The Times piece also deliberately ignores the third rail of all California decline stories — illegal immigration. About 40 percent of all illegal immigrants are believed to be living in California. Probably about a $20 billion share in the much larger figure of annual remittances to Latin America comes from California. And such facts do help explain why once-competitive California public schools now rate 49th in many math/science/English national tests, one-third of all U.S. welfare recipients live in California, 8 million out of the last 11 million added to the state’s population went on Medicaid, and why the Central Valley is suffering from record unemployment, depressed housing prices, and mass exoduses of higher-income residents. In this regard, note the following Times sentence: “California has the worst poverty in the nation. The river of people coming west in search of the economic dream, traditionally an economic and creative driver, has slowed to a crawl.” In fact, “the river of people” long ago ceased “coming west” to California, but rather for 30 years has been coming “north” into the state — a direction that is politically incorrect to note.
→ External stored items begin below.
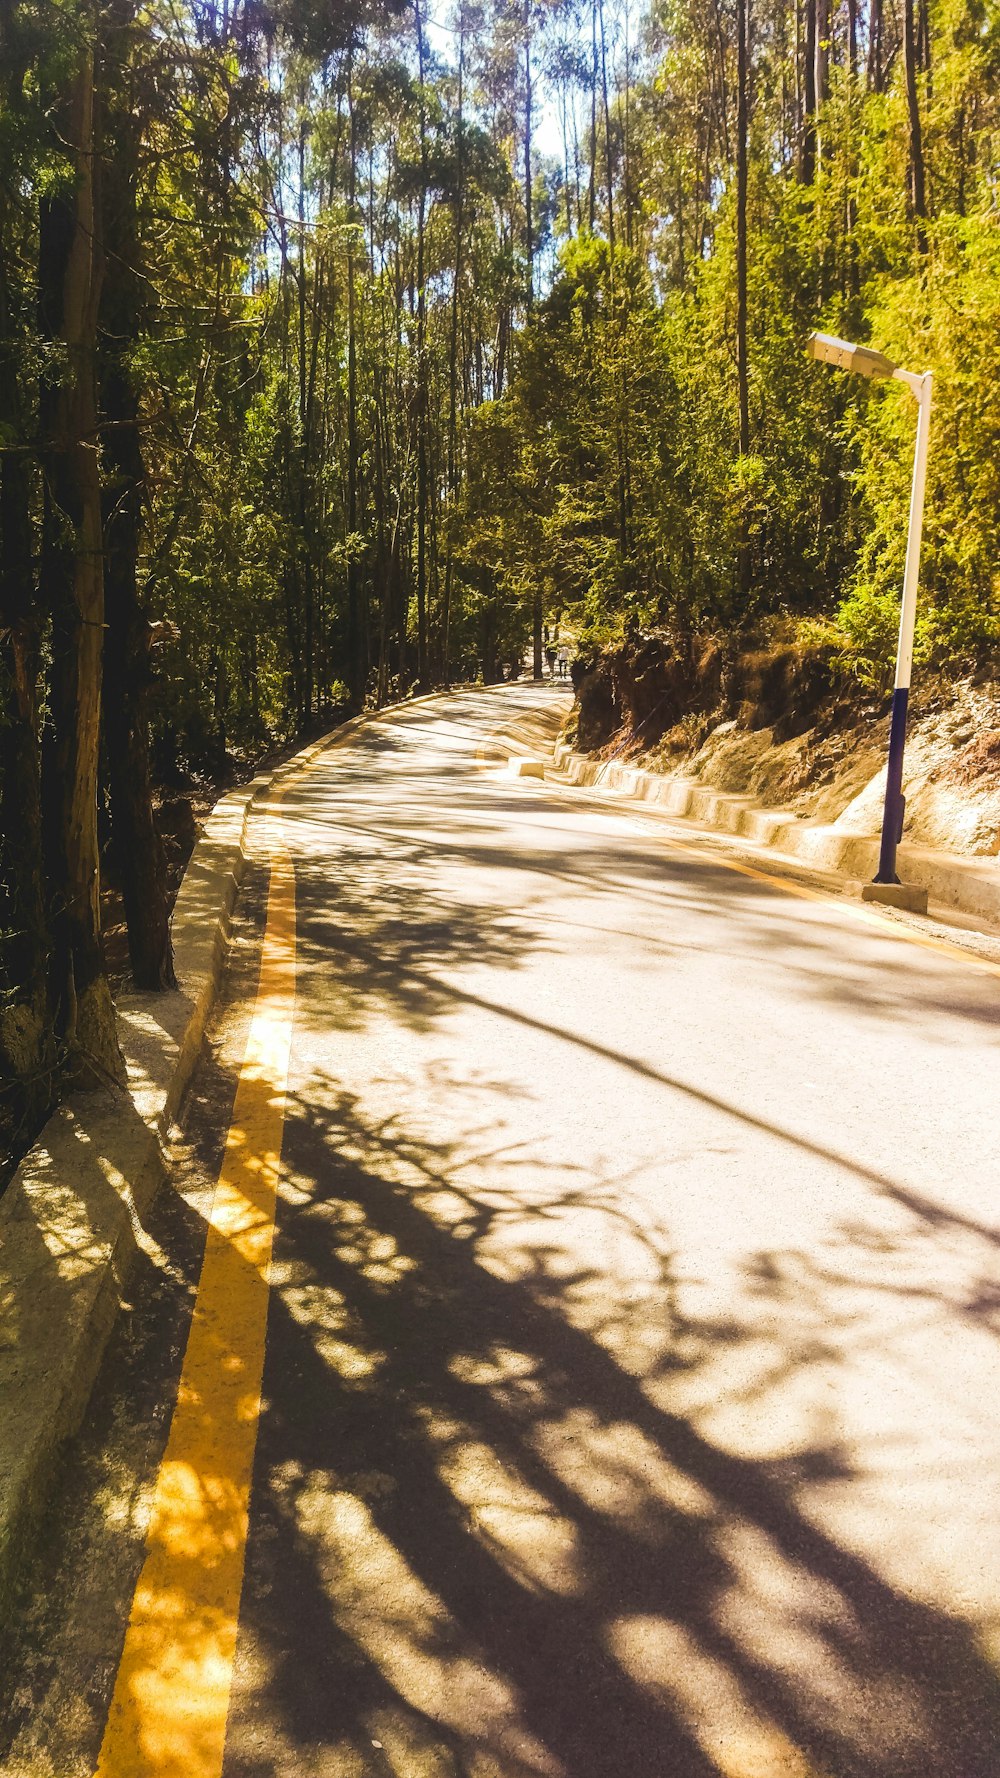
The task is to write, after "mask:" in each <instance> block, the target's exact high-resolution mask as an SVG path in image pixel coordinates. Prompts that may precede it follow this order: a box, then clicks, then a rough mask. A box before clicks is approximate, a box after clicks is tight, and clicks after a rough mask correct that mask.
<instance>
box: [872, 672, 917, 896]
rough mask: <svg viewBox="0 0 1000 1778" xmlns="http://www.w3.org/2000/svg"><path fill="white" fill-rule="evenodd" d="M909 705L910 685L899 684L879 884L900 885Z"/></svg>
mask: <svg viewBox="0 0 1000 1778" xmlns="http://www.w3.org/2000/svg"><path fill="white" fill-rule="evenodd" d="M907 704H909V686H907V685H897V688H895V692H893V713H891V722H890V761H888V772H886V805H884V813H883V848H881V853H879V873H877V877H875V882H877V884H897V882H899V877H897V873H895V848H897V846H899V841H900V837H902V809H904V802H902V752H904V747H906V709H907Z"/></svg>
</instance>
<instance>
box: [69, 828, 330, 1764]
mask: <svg viewBox="0 0 1000 1778" xmlns="http://www.w3.org/2000/svg"><path fill="white" fill-rule="evenodd" d="M267 839H269V852H270V891H269V900H267V926H265V935H263V951H262V964H260V985H258V996H256V1005H254V1012H253V1021H251V1029H249V1037H247V1049H246V1058H244V1065H242V1070H240V1079H238V1086H237V1097H235V1104H233V1120H231V1125H230V1134H228V1138H226V1152H224V1156H222V1166H221V1172H219V1181H217V1186H215V1198H214V1205H212V1220H210V1225H208V1237H206V1245H205V1259H203V1266H201V1278H199V1285H198V1298H196V1305H194V1314H192V1321H190V1334H189V1341H187V1351H185V1358H183V1369H181V1378H180V1387H178V1399H176V1408H174V1415H173V1421H171V1433H169V1440H167V1449H165V1453H164V1462H162V1467H160V1474H158V1479H157V1492H155V1499H153V1517H151V1524H149V1534H148V1540H146V1561H144V1565H142V1572H141V1575H139V1584H137V1588H135V1597H133V1604H132V1614H130V1620H128V1630H126V1636H125V1648H123V1655H121V1666H119V1670H117V1680H116V1687H114V1698H112V1705H110V1714H109V1721H107V1728H105V1739H103V1746H101V1755H100V1762H98V1778H219V1773H221V1771H222V1753H224V1744H226V1716H228V1709H230V1686H231V1675H233V1659H235V1652H237V1623H238V1609H240V1591H242V1581H244V1556H246V1542H247V1513H249V1486H251V1470H253V1454H254V1444H256V1428H258V1419H260V1387H262V1374H263V1348H265V1334H267V1298H269V1266H270V1246H272V1236H274V1211H276V1195H278V1177H279V1165H281V1134H283V1124H285V1099H286V1081H288V1054H290V1044H292V1013H294V1001H295V875H294V866H292V859H290V857H288V852H286V850H285V843H283V836H281V821H279V814H278V804H272V807H270V811H269V814H267Z"/></svg>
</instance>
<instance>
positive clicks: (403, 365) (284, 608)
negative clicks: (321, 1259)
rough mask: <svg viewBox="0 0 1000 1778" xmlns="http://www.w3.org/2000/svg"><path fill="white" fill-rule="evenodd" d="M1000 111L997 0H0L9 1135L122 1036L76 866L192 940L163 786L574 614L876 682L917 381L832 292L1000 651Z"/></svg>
mask: <svg viewBox="0 0 1000 1778" xmlns="http://www.w3.org/2000/svg"><path fill="white" fill-rule="evenodd" d="M998 156H1000V16H998V14H996V9H995V7H988V5H984V4H982V0H899V5H888V4H886V0H842V4H836V5H833V0H653V4H651V5H649V7H648V9H641V7H632V4H630V0H544V4H541V0H454V4H450V5H448V9H447V11H445V12H438V14H434V16H429V14H427V11H425V0H406V4H404V0H400V4H399V5H393V4H391V0H388V4H383V5H379V7H372V9H370V11H365V9H363V5H361V4H356V0H342V4H333V5H331V4H322V5H320V4H319V0H315V4H310V0H0V845H2V855H0V946H2V955H0V1086H2V1093H0V1154H2V1156H5V1157H7V1161H9V1159H11V1156H14V1154H16V1152H18V1150H20V1149H23V1145H25V1141H27V1140H30V1134H32V1133H34V1129H37V1125H39V1122H41V1118H43V1117H44V1113H46V1111H48V1109H50V1108H52V1104H53V1102H55V1101H57V1097H59V1093H60V1092H62V1088H64V1085H66V1083H68V1081H75V1083H82V1085H85V1083H94V1081H114V1079H119V1077H121V1058H119V1051H117V1042H116V1029H114V1005H112V994H110V989H109V978H107V964H105V949H103V937H101V877H103V880H105V882H107V880H109V878H112V880H114V882H116V885H117V889H119V893H121V903H123V909H125V921H126V930H128V948H130V960H132V978H133V981H135V985H139V987H142V989H153V990H158V989H167V987H169V985H171V983H173V967H171V948H169V925H167V916H169V884H167V875H165V861H164V820H162V816H160V789H162V788H164V786H167V788H173V789H174V791H176V789H178V788H181V789H183V786H185V784H192V782H194V781H196V779H198V775H199V773H201V775H203V779H205V777H206V779H208V781H212V782H219V781H222V779H224V773H226V770H228V768H230V766H231V759H233V754H238V756H242V757H244V759H253V757H254V756H260V754H263V752H267V749H270V747H274V745H281V743H288V741H290V740H294V738H297V736H304V734H308V733H315V731H317V729H319V727H322V725H329V724H331V722H333V720H335V718H336V715H338V713H342V711H347V709H356V708H361V706H363V704H365V702H372V704H381V702H386V701H388V699H393V697H400V695H406V693H409V692H411V690H415V688H431V686H440V685H450V683H454V681H457V679H472V677H482V679H486V681H491V679H496V677H500V676H504V672H511V670H516V669H518V665H520V661H521V660H523V656H525V651H527V649H528V651H532V653H534V660H536V665H537V667H539V669H541V658H543V628H544V626H546V624H548V622H552V621H553V619H557V617H560V615H562V613H568V615H569V619H571V624H573V631H575V633H577V637H578V638H580V649H582V654H584V658H585V660H589V661H591V663H593V661H594V660H596V658H598V656H600V654H601V651H607V649H614V647H621V645H623V644H626V642H628V638H630V637H641V635H646V633H651V631H658V633H664V635H665V637H669V638H673V640H671V644H669V649H673V651H674V653H676V649H678V647H683V649H687V651H690V647H694V645H696V644H694V642H692V638H703V640H705V645H708V638H714V640H715V642H717V644H719V645H721V647H722V654H724V653H726V649H728V647H731V645H733V642H735V644H738V647H740V649H744V651H746V649H747V647H749V645H751V642H753V645H758V644H760V642H762V640H763V644H767V638H779V640H781V647H792V649H797V651H804V653H811V654H819V656H822V660H824V663H827V665H829V667H831V670H835V672H840V674H845V676H847V677H854V679H858V681H861V683H863V685H865V686H868V688H874V690H875V692H877V690H879V686H881V685H883V683H884V674H886V663H888V660H890V656H891V644H893V633H895V613H897V589H899V580H900V567H902V546H904V533H906V501H907V484H909V457H911V436H913V414H911V412H909V411H907V400H906V396H904V395H902V393H900V389H899V388H870V386H863V384H859V382H858V380H851V379H845V377H840V375H833V373H829V372H826V370H822V368H817V366H813V364H810V363H808V361H806V357H804V356H802V341H804V336H806V332H808V331H810V329H811V327H815V325H822V327H826V329H829V331H836V332H843V334H845V336H851V338H858V340H872V341H874V343H877V345H879V347H881V348H883V350H886V352H890V354H893V356H897V357H899V359H900V361H902V363H906V364H909V366H913V368H918V370H922V368H927V366H932V368H934V370H936V373H938V393H936V414H934V439H932V452H931V484H929V501H927V514H929V517H927V535H925V569H923V589H925V596H923V603H922V617H920V631H918V651H920V656H922V658H923V660H927V661H932V663H936V665H938V667H945V669H947V667H948V663H963V665H970V667H977V665H979V667H982V663H984V661H986V663H988V661H989V660H991V656H993V653H995V649H996V640H998V633H1000V629H998V626H1000V587H998V569H996V564H998V560H1000V228H998V213H996V201H998V180H1000V158H998ZM678 638H681V642H678ZM698 645H701V642H699V644H698ZM721 672H722V674H724V672H726V661H724V660H722V663H721ZM0 1165H2V1163H0Z"/></svg>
Third, there are two Californias: a thin coastal strip where upscale, highly educated elites, in the manner of the D.C./Virginia corridor, profit from managing the vast regulatory technocracy and big-government bureaus, the top universities (e.g., Berkeley, Cal Tech, Stanford, UCLA, USC, etc.) reside and draw in thousands of rich foreigners, Silicon Valley is flush with export cash, and where the climate, ocean, and boutique culture make for the good life — and the vast north, Sierra, inland south, and Central Valley that bear more directly the burdens of lousy schools, regulations on development of resources, illegal immigration, and flight out of state — all of which explains why a 1,500 square foot house in Santa Cruz or Menlo Park sells for about $800,000 to $1 million, while its similarly sized counterpart from Stockton to Fresno goes for around $125,000 to $150,000. A Bakersfield, Tulare, or Selma is simply in a different galaxy from a Palo Alto, Carmel, San Luis Obispo, or Santa Barbara.
In sum, things may not be becoming worse in California, but it is not because of anything that Jerry Brown or the legislature has done, or the expectation that all these new record-high taxes (not yet exacted) have so excited the private sector that we are already anticipating a new recovery. Again, agricultural exports boom despite not because of Sacramento; there is renewed interest from private parties in our vast natural resources, whose prices are at record levels; illegal immigration has slowed; and after four years of recession, there is always a natural American cycle of recovery. But until the state deals with its cumbersome regulations, record taxes, hostility to resource development — and supports closing the border and promotes ethnically blind assimilation rather than serial amnesties and ethnic chauvinism — we will continue to have the nation’s worst schools, worst infrastructure, worst business climate, and highest exoduses, as California plods on, coasting on the fumes of what nature and our ancestors so generously bequeathed to us.